The most important ICT investment to drive productivity in the past year was providing better access to information and resources via networked computing.
Automating processes and forms online is anticipated to drive the most gains around productivity in the next year.
By itself, higher network speeds and broader coverage consistently ranks fifth or sixth among ICT investments being made to improve productivity.
However, these network capabilities underpin many higher ranking investment opportunities, particularly around enterprise-wide information and resource-sharing, according to Paul Geason, executive director of convergent sales at Telstra.
One technology that isn't likely to generate productivity gains is video conferencing - at least in the next year.
However, Geason is still upbeat about its potential to drive productivity gains for business.
"Videoconferencing is a critical part of what we do in Telstra, and I personally hold the view that it will play a key role in the next three years," Geason said.
"While high-definition video conferencing is still in the early stages of growth, as organisations add bandwidth and capacity we will see video become part of more critical applications that enterprises use."
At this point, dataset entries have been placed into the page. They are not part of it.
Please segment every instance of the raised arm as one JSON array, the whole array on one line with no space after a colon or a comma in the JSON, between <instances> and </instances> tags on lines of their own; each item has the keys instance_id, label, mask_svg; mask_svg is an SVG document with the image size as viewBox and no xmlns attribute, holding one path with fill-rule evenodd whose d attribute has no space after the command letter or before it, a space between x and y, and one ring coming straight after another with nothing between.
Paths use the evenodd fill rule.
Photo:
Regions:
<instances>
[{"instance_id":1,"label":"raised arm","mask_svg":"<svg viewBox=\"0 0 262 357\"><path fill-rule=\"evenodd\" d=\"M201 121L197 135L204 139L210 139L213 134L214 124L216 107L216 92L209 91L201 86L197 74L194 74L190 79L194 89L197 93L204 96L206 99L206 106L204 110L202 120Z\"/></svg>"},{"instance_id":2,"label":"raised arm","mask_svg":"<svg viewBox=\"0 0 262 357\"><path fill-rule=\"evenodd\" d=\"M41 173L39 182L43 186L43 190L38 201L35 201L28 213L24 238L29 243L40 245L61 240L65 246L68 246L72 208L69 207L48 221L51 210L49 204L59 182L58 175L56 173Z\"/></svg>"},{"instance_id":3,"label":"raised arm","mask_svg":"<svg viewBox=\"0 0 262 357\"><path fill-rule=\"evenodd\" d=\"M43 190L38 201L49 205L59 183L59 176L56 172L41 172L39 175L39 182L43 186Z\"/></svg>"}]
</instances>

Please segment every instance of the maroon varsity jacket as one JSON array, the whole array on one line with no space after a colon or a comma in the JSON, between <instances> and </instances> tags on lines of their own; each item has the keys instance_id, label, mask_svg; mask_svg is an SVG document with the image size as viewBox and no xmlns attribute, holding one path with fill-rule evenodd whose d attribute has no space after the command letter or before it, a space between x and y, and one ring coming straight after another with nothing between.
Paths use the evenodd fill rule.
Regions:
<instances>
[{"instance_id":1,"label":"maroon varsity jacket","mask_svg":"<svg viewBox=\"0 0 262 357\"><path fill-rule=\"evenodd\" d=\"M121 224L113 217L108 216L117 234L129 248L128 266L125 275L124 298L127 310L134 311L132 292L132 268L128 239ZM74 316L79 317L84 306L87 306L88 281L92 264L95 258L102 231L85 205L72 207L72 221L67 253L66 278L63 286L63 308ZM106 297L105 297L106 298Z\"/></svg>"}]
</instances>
The survey also found that while many businesses want to improve productivity, only half of them have systems in place to measure the improvements or set targets.
Additionally, less than one in three respondents said they could measure - with a high degree of accuracy - productivity gains when developing a business case.
Geason said that part of the problem is that there is rarely a single point of accountability for productivity measurement internally.
"Productivity is often seen as the responsibility of everyone to identify better work practices and assist with change," said Geason.
"In many organisations we see productivity targets are set but not necessarily owned. Then once the organisation moves beyond year one of the business case, they really struggle to measure against the original targets.
"The persistence and continual focus needed to realise the benefits on these business cases is considerable and that's where organisations struggle," Geason said.
"It's actually critical to ensure a single point of accountability exists [internally] and there is a management process in place to measure the targets."